Les révoltes dans les pays arabes, la rébellion en Libye — 12e exportateur mondial de pétrole — et l’incertitude quant à la capacité de l’Arabie saoudite de hausser sa production au besoin ont propulsé les prix de l’or noir à des niveaux qu’on n’avait pas vus depuis 2008. Qui en tire profit ? Qui pâtit ?

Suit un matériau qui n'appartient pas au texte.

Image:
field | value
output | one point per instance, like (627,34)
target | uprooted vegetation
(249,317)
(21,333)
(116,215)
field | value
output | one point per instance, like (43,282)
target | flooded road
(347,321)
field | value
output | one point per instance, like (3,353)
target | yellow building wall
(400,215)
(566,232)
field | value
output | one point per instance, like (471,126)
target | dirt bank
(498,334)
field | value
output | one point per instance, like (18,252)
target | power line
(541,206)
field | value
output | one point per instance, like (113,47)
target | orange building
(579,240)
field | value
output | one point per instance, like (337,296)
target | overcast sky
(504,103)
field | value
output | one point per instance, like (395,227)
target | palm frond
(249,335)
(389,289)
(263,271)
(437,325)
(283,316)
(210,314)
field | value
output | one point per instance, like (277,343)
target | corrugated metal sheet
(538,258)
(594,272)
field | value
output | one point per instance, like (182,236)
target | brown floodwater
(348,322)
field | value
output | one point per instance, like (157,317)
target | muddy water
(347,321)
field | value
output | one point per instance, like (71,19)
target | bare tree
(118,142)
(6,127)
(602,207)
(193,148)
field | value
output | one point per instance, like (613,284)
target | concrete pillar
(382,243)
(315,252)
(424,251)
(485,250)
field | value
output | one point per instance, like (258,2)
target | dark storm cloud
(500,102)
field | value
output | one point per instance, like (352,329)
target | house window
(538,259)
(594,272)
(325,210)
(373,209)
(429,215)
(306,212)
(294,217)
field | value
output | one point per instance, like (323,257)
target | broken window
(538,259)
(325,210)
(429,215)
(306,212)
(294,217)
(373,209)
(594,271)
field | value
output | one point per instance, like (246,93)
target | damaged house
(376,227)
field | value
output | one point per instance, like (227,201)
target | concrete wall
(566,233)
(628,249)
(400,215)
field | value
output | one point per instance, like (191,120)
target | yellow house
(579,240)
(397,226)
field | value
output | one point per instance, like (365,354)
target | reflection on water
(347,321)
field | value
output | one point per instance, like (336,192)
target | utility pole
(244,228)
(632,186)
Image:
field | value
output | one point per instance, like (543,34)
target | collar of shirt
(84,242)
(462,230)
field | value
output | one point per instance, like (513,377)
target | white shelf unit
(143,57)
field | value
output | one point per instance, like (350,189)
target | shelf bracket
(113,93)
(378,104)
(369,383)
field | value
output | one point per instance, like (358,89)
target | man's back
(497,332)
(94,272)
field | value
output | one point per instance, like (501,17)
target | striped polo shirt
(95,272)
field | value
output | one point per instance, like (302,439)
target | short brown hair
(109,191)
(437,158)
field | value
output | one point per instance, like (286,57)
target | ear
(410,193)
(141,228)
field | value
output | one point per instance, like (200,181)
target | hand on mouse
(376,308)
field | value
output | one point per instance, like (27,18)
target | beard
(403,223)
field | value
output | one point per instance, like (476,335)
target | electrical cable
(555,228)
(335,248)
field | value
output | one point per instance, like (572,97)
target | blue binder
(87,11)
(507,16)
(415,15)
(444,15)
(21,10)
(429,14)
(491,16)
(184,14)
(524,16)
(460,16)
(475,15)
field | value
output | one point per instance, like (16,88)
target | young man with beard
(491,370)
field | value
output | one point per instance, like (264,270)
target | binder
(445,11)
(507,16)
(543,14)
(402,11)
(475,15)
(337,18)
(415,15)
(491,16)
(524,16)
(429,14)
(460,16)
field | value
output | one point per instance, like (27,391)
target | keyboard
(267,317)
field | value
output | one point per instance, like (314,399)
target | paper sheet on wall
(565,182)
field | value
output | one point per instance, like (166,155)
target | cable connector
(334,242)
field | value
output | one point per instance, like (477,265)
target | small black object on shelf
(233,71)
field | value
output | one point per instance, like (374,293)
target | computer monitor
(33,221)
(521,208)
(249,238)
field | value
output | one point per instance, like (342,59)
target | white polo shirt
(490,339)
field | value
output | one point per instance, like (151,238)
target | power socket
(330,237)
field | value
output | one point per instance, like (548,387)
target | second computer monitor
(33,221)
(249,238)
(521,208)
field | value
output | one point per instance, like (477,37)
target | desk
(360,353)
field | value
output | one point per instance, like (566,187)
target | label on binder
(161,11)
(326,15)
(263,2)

Le pétrole à l’heure de la crise arabe
Photo : L. Pitarakis / AP / PC

LES GAGNANTS

Selon le géant américain de la finance Citigroup, une dizaine de sociétés pétrolières se frottent les mains, dont Canadian Natural Resources et l’Impériale (Canada) ainsi que PetroChina (Chine). Aucune ne fait affaire avec le Moyen-Orient ou l’Afrique du Nord. Certains États engagés dans l’exploitation de leur propre pétrole – la Russie, le Venezuela et la Norvège, notamment – profitent aussi de la situation. Tout comme Kadhafi, dirigeant de la Libye : même si la production libyenne a chuté des deux tiers, son pétrole est toujours exporté, ce qui l’aide à financer la répression.

LES PERDANTS

Si le prix du baril se maintient à plus de 100 dollars, la croissance de l’économie mondiale, prévue à 4,3 % en 2011, pourrait baisser de 0,5 %. Les pays importateurs sont les plus touchés, à commencer par les États-Unis, premier consommateur de la planète, et l’Italie, principal client de la Libye. Les États européens comme l’Espagne et la Grèce, déjà durement atteints par la crise, souffriront également. Les pays émergents importateurs, vulnérables en raison de leur faible efficacité énergétique, seront encore plus éprouvés. La Chine par exemple, principal importateur dans cette catégorie, et la Turquie ou le Chili, qui produisent le moins de pétrole.